When 335 is added to 5A7, the result is 8B2. 8B2 is divisible by 3. What is the largest possible value of A ?Options8214

To find the largest possible value of A, we need to determine the range of values that A can take.

Given that 8B2 is divisible by 3, we know that the sum of its digits must be divisible by 3.
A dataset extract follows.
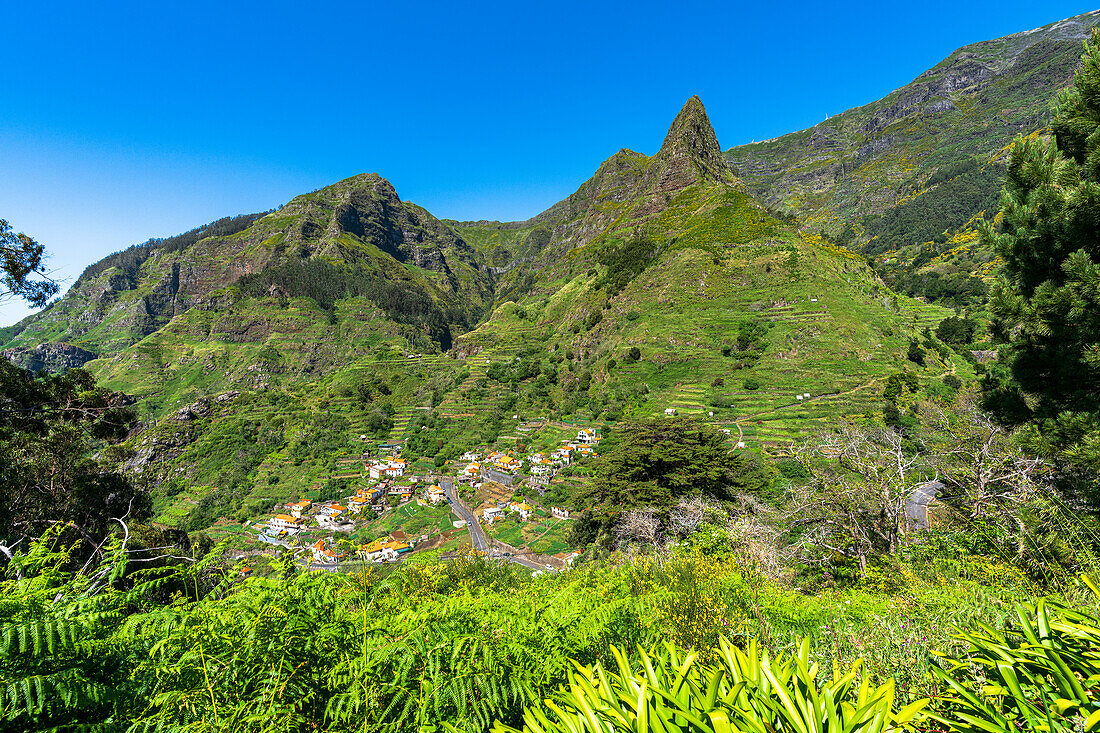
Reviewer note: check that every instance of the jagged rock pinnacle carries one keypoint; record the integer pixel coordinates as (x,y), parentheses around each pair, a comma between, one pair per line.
(691,149)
Let's break down the number 8B2 into its individual digits: 8, B, and 2.

We can represent the sum of these digits as: 8 + B + 2.

Since 335 is added to 5A7 to get 8B2, we can also represent the sum of the digits of 8B2 as: 3 + 3 + 5 + A + 7.

Setting these two representations equal to each other, we have:

8 + B + 2 = 3 + 3 + 5 + A + 7.

Simplifying this equation, we get:

B + 10 = 18 + A.

Rearranging the equation, we have:

B = 8 + A.

Since B is a digit, it must be between 0 and 9.

Substituting the possible values of B into the equation B = 8 + A, we can find the corresponding values of A.

If B = 0, then A = 8 + 0 = 8. If B = 1, then A = 8 + 1 = 9. If B = 2, then A = 8 + 2 = 10. If B = 3, then A = 8 + 3 = 11. If B = 4, then A = 8 + 4 = 12. If B = 5, then A = 8 + 5 = 13. If B = 6, then A = 8 + 6 = 14. If B = 7, then A = 8 + 7 = 15. If B = 8, then A = 8 + 8 = 16. If B = 9, then A = 8 + 9 = 17.

Out of these possible values of A, the largest one is 17.

Therefore, the largest possible value of A is 17.